29 Nov 2016

Some Nauru refugees against, but many for US offer

From , 4:05 pm on 29 November 2016

An Australian journalist given access to Nauru says there is strong opposition to an offer from the United States to accept refugees from the island.

Earlier this month, Australia and the US reached a resettlement deal for refugees who are being held in offshore prisons after having tried to reach Australia by boat.

Few journalists have had access to Nauru since the re-establishment of Australia's detention camps there but Sky News journalist Laura Jayes and a cameraman were able to get on the island earlier this month.

She says she was stunned to hear that refugees did not want to take the American deal, with one Muslim saying he did not want to go to Trump's America.

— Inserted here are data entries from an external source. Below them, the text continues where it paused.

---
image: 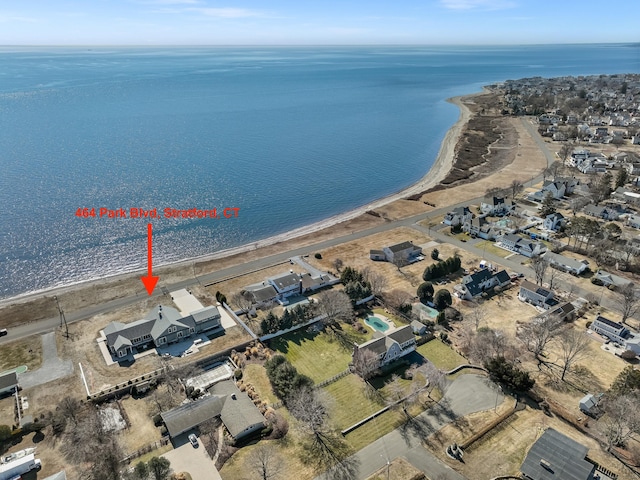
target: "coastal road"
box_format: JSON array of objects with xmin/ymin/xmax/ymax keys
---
[{"xmin": 0, "ymin": 118, "xmax": 632, "ymax": 345}]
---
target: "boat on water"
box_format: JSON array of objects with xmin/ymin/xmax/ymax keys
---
[{"xmin": 0, "ymin": 447, "xmax": 36, "ymax": 463}]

Canberra has placed a lifetime ban on the refugees ever entering Australia.

The spokesperson for the Australian based Refugee Action Coalition confirms that there are a number of people ambivalent about the American offer.

But Ian Rintoul told Don Wiseman there are also several hundred who at least are trying to find out more about the offer.

A small group of Muslim refugees pray at sunset while other refugees participate in a football match at a camp for the asylum seekers on Nauru, 20 September 2001. The first of hundreds of mainly Afghan refugees arrived on the island 19 September from the Australian troopship Manoora.